# Elgato HD DVR vs. TiVO



## klrobinson999 (Aug 26, 2010)

Looking the new Elgato HD DVR for the Mac, and its use of IR blasters and direct connection to the cable box, one wonders why TiVo went with the CableCard. Why choose complexity over simple plug-and-play? What advantages does the CableCard provide? The Elgato system apparently works with cable, satellite, & FiOS, and will record premium and VOD content, without the need for a site visit by a tech or an additional tuning adapter.

Note that I'm talking about the way the Elgato HD grabs content, not that I think TiVos should be attached to computers to actually work. TiVo would, of course, include an internal hard drive and other features as a standalone device.
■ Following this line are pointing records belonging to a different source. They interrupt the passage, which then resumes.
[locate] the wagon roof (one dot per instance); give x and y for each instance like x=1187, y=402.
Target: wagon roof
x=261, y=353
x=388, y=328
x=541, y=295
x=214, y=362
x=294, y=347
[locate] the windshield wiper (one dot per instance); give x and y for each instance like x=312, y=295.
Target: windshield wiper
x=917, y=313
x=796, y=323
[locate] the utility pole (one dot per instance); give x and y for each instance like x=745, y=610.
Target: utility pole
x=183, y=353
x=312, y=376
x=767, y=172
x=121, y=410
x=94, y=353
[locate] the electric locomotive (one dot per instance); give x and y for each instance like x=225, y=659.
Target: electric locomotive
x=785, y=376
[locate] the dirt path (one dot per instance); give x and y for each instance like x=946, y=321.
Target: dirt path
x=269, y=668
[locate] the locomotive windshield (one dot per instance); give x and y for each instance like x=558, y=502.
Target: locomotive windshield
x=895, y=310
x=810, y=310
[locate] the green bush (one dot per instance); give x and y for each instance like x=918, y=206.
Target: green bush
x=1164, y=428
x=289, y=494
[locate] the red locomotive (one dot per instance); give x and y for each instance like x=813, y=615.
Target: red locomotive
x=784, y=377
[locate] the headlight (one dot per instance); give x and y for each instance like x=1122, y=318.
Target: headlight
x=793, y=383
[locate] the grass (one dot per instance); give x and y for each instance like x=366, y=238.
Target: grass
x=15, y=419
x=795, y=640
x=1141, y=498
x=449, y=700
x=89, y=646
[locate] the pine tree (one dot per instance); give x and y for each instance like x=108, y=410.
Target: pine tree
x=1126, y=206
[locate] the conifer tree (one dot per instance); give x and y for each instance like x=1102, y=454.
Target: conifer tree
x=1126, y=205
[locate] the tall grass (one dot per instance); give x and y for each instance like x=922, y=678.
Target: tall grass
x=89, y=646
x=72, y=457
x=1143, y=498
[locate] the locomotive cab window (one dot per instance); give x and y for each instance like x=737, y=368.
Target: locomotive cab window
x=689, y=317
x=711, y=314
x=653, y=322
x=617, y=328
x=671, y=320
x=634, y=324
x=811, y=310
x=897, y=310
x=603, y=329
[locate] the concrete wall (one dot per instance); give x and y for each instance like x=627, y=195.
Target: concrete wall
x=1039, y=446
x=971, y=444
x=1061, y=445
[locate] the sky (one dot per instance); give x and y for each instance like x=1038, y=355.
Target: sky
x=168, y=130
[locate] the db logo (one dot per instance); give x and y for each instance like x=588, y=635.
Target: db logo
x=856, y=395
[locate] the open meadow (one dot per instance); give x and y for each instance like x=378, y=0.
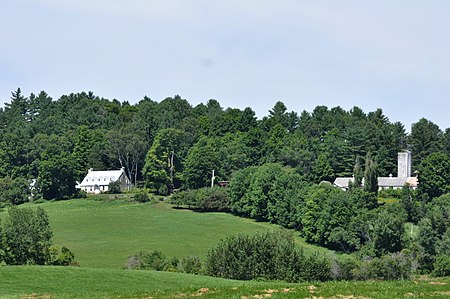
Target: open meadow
x=73, y=282
x=103, y=232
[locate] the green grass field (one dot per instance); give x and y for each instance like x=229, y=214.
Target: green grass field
x=104, y=231
x=103, y=234
x=72, y=282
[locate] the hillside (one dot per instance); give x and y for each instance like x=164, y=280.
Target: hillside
x=103, y=233
x=72, y=282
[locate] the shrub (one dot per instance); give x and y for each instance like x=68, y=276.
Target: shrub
x=212, y=199
x=395, y=266
x=317, y=267
x=188, y=198
x=345, y=267
x=441, y=266
x=143, y=260
x=191, y=265
x=270, y=255
x=141, y=197
x=114, y=188
x=65, y=257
The Elgato system simply seems more streamlined and better positioned in this constantly changing world of Switched Digital and cable scrambling.
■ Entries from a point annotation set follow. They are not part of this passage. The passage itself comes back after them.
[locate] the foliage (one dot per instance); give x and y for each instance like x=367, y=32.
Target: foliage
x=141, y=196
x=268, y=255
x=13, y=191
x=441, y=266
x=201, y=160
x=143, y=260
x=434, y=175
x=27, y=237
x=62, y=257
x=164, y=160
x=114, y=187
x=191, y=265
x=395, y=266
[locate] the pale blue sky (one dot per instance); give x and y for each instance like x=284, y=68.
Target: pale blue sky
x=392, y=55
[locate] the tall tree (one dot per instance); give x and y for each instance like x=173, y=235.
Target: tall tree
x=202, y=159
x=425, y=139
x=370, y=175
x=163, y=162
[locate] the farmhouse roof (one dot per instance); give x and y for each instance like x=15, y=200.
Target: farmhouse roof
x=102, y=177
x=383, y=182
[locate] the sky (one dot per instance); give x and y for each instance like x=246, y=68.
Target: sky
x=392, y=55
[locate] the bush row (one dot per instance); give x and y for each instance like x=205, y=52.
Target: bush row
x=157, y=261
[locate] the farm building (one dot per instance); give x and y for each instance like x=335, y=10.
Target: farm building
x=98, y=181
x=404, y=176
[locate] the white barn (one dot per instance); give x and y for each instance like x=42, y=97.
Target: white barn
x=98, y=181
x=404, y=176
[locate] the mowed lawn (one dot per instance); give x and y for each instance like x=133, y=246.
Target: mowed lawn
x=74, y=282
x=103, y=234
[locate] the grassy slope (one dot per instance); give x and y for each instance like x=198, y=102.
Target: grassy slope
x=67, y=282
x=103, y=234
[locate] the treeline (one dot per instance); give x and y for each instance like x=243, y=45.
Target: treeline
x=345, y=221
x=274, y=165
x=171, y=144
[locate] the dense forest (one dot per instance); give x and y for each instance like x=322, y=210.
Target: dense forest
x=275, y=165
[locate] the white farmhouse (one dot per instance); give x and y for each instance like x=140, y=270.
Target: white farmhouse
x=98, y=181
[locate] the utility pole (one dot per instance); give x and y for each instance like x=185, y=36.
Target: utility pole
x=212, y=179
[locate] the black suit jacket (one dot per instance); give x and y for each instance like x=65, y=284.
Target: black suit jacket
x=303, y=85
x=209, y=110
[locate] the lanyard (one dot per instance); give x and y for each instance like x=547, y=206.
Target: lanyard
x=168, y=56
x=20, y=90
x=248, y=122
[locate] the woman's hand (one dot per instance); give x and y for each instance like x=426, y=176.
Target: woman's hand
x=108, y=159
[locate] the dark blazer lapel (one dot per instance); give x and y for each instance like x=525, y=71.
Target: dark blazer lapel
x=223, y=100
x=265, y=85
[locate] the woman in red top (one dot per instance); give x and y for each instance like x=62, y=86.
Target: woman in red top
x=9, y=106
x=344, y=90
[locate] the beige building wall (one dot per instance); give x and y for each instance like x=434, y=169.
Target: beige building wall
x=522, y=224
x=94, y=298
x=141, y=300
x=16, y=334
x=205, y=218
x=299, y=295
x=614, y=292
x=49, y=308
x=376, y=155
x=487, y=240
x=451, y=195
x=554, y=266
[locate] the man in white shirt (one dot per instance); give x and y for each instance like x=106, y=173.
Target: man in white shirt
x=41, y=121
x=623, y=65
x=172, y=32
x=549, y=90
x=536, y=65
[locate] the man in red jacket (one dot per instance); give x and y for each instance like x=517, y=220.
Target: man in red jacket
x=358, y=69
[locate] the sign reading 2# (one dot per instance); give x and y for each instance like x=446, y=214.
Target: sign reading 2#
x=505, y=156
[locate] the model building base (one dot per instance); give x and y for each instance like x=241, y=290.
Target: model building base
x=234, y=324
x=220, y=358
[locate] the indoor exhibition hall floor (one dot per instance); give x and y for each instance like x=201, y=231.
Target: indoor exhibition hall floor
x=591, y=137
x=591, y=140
http://www.elgato.com/elgato/na/mainmenu/products/EyeTV-HD/product1.en.html

I'm just curious if anyone else thinks TiVo needs to re-think how they grab content for their DVRs.


----------



## orangeboy (Apr 19, 2004)

klrobinson999 said:


> Looking the new Elgato HD DVR for the Mac, and its use of IR blasters and direct connection to the cable box, one wonders why TiVo went with the CableCard. Why choose complexity over simple plug-and-play? What advantages does the CableCard provide? The Elgato system apparently works with cable, satellite, & FiOS, and will record premium and VOD content, without the need for a site visit by a tech or an additional tuning adapter.
> 
> Note that I'm talking about the way the Elgato HD grabs content, not that I think TiVos should be attached to computers to actually work. TiVo would, of course, include an internal hard drive and other features as a standalone device. The Elgato system simply seems more streamlined and better positioned in this constantly changing world of Switched Digital and cable scrambling.
> 
> ...


So this is your idea of simple "plug and play"?:









And this is complexity?


----------



## astrohip (Jan 7, 2003)

klrobinson999 said:


> What advantages does the CableCard provide?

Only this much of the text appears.